When I graduated from law school, I thought the litigation process was the only legitimate approach to resolving conflict. The theory being that both sides present their case to a neutral judge, offer their evidence, apply the law and voila – a fair result. The "gold" standard in conflict resolution. In theory that may be true, and this is what you are taught in law school since, after all, people hire lawyers to assist them in navigating the judicial process.
However, after litigating cases for over 30 years, I have come to see all the negative features of the litigation process and the costs involved that are not always understood or anticipated by the litigants at the outset of their case. These costs include exorbitant legal fees as well as the stress and emotional upset of having to go to court, attend depositions, deal with lawyers and find time during the work day to attend to all these requirements. Add to that the fact that the overwhelming majority of cases settle before actually going to trial anyway (upward of 95% of case), and you begin to scratch your head about why you decided to get involved in the litigation process in the first place or why it was allowed to drag out for so long.
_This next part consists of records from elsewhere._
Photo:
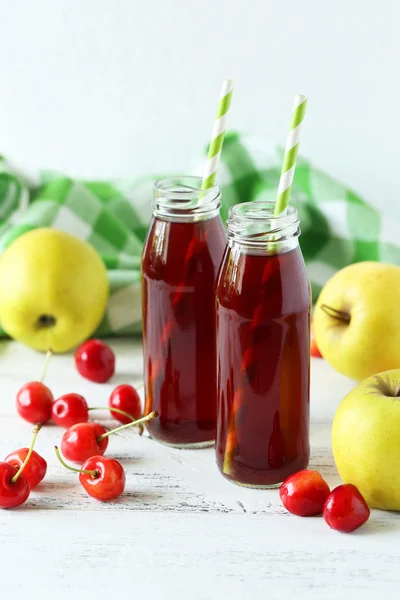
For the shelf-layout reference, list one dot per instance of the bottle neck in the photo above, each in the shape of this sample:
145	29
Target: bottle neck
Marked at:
181	199
268	249
254	229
There is an alternative to litigation, and that is mediation. Mediation involves selecting a third-party professional to meet with the parties to try and work out an amicable settlement. A mediator is usually a lawyer since they understand the law, but it can be any professional who has the skill set to be a good communicator and listener who has some familiarity with the subject matter at hand. Most lawyers who engage in mediation have attended courses and are familiar with the process. For instance, I have completed the course work necessary to be on the New Jersey Superior Court Roster of Mediators for Civil, General Equity and Probate Cases.
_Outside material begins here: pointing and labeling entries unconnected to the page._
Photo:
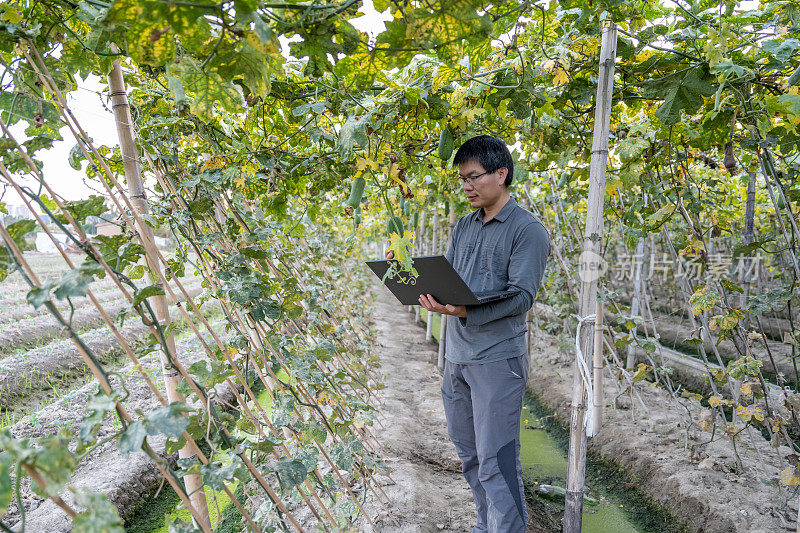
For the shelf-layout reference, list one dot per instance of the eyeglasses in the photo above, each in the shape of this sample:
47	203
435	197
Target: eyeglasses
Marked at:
471	179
Of course, there is a big difference between litigation and mediation, but ultimately, they both ostensibly have the same objective: to arrive at a fair resolution of the dispute at hand – as the parties themselves define fairness. In mediation, I am able to develop a set of material facts and exchange documents in the course of several hours that would have taken six months to accomplish via the litigation process. The litigation process is inherently burdensome and encumbered by hundreds of rules and protocols. All that can be circumvented in the mediation process. This results in much lower legal fees and a narrowing of the real issues in the case that need to be addressed.
The final point I want to make is that mediation and litigation are not mutually exclusive approaches. It is possible to agree on a “time out” during the litigation to allow the parties to meet for mediation. Most judges will allow this. That comes with some risks since facts and disclosures may come out in mediation that a party may not want to happen, but nothing is without risk. On the plus side, the parties themselves can frame the issues and consider settlement positions that they themselves may perceive as being fair and satisfactory, whether their lawyers agree or not. If the parties settle during mediation, then a formal agreement can be drafted and signed dismissing the legal case. If not, the litigation process can go back into effect where it was left off.
Certain cases may not be amenable to mediation (for instance family matters involving domestic violence or cases involving criminal wrongdoing), but for the vast majority of civil cases, parties getting together to try and work out their differences amicably and in the spirit of compromise is usually always a positive and fruitful approach to consider.
It was Abraham Lincoln who once said:
“Discourage litigation. Persuade your neighbor to compromise whenever you can. Point out to them that the nominal winner is often the real loser — in fees, expenses and waste of time. As a peacemaker, the lawyer has a superior opportunity of being a good man.”
I think we can all learn something from the wisdom of our 16th President!